Foes of electronic spying may have a new way to challenge it
Bob Egelko, Chronicle Staff Writer
Saturday, November 24, 2007
Despite their latest court setback, challengers of President Bush's electronic surveillance program have another arrow in their quiver - a section of the same law that Bush spurned when he first ordered wiretaps six years ago.
The Ninth U.S. Circuit Court of Appeals in San Francisco decided an important issue in the administration's favor Nov. 16 when it ruled that an accidentally released government document, purportedly showing wiretaps of an Islamic charity on the government's terrorist list, was so sensitive that even a lawyer's recollection of it couldn't be used in court.
Without such evidence, the charity can't show it was harmed by the surveillance program.

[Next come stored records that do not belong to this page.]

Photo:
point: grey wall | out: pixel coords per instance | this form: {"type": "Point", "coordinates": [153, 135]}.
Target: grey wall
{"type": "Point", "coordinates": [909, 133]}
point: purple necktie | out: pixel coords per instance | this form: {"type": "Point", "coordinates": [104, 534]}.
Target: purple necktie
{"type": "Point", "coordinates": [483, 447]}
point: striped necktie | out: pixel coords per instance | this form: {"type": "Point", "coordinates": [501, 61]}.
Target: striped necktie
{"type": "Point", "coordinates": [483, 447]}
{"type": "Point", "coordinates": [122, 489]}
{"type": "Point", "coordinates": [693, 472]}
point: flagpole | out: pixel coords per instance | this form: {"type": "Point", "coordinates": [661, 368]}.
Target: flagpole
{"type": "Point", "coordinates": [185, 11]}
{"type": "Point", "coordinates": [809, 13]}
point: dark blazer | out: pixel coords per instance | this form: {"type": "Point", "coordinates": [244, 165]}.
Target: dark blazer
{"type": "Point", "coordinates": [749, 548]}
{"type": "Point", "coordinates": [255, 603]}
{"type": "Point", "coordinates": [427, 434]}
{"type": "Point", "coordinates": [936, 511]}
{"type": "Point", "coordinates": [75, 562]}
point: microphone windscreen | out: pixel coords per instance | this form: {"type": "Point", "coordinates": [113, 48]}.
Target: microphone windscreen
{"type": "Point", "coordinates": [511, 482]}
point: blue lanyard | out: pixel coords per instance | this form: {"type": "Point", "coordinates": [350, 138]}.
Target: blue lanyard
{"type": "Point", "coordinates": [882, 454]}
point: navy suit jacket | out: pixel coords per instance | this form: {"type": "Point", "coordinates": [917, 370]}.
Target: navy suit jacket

Ordinarily, that would leave it with no grounds to sue over the program's legality.
But rather than dismissing the suit, the court returned the case to U.S. District Judge Vaughn Walker in San Francisco and said he should decide whether Congress created an alternate route to challenge secret surveillance - a 1978 law regulating wiretapping of suspected foreign terrorists and spies.
That law, the Foreign Intelligence Surveillance Act, was prompted by a post-Watergate congressional investigation that found federal spy agencies had for decades conducted surveillance of political dissidents as well as security risk suspects.
The law requires federal agents to get a warrant for searches or electronic surveillance in espionage and foreign terrorism cases. It also allows federal judges to review, behind closed doors, people's claims that they have been the victims of illegal eavesdropping.